図では3つの筆石が描かれているが、それぞれは1匹の生物ではなく、多数の筆石が集合して「一つの」筆石となっている。進化が早く、種ごとの生存期間が短いため、筆石の化石は地層の時代を調べるのにたいへん役にたっている(示準化石)。筆石はカンブリア紀から石炭紀まで生存した。世界中でたくさんの化石が見つかっているが、日本では高知県横倉山のシルル紀層からわずか1個が発見されているのみである。


今回発見された筆石(写真の幅8cm)
世界的にも筆石の化石がたくさん発見される地層は、今回のような遠洋の深海底に堆積した地層である。これらの筆石は海底に暮らしていたわけではなくて、海面に暮らしていたものが、死んでから海底に沈んだものである。筆石の体はもろかったと思われるので、深海底のような水流が弱く、泥がゆっくりと堆積するような海底は筆石が壊れずに化石となるのに適していたと考えられる。実際、浅い海の地層から見つかる筆石の化石は相対的に少ない。
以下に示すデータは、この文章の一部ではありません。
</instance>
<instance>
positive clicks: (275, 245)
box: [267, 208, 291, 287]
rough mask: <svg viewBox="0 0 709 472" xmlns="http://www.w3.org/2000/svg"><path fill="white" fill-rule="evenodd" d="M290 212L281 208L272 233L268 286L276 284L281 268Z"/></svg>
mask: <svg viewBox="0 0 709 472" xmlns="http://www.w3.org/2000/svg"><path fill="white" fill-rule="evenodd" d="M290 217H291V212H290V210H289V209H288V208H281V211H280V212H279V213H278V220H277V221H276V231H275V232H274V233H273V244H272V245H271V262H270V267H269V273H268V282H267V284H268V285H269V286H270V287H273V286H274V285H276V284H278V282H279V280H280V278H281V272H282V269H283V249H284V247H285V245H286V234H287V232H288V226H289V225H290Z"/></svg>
この石切り場には、ほぼまる1日いたのですが、結局、三葉虫は破片が2個しか採集できませんでした。この産地の三葉虫化石は、見つかる層準がかなり偏在しているようです。また、以前は比較的豊富に採集できたとのことですので、採りつくされ気味なのかも知れません。そんな訳で気持ちとしてはちょっと不完全燃焼気味でしたが、初めて手にした三葉虫の仲間を自分の手で採集できたのは大きな喜びでした。

トリヌクレウス科三葉虫の頭部
左:実物。非常に小さいが、頭部の前縁に特徴的なフリンジがあるのが確認できる。
右:発見された化石の部位(赤色)を示すイメージ復元図



トリヌクレウス科三葉虫の頭部と胸節
左:実物。頭部前縁にある特徴的なフリンジが欠けている。尾部と頭棘も欠けているが、比較的全体の形がわかる標本。
右:発見された化石の部位(赤色)を示すイメージ復元図




フットパス
石切り場跡までは、私有地の牧場内を通過せねばなりません。日本では私有地に立ち入る場合、土地所有者の許可がいりますが、イギリスでは古来人々の通行路として使われていた道は「フットパス」と呼ばれ、たとえ私有地の中であっても、誰にでも通行権があります。今回も牧場のゲートを乗り越え、フットパスをたどって目的地まで行きました。写真は我々に気づいた羊の群れが移動してゆく様子。鳴き声が人の声みたいでした。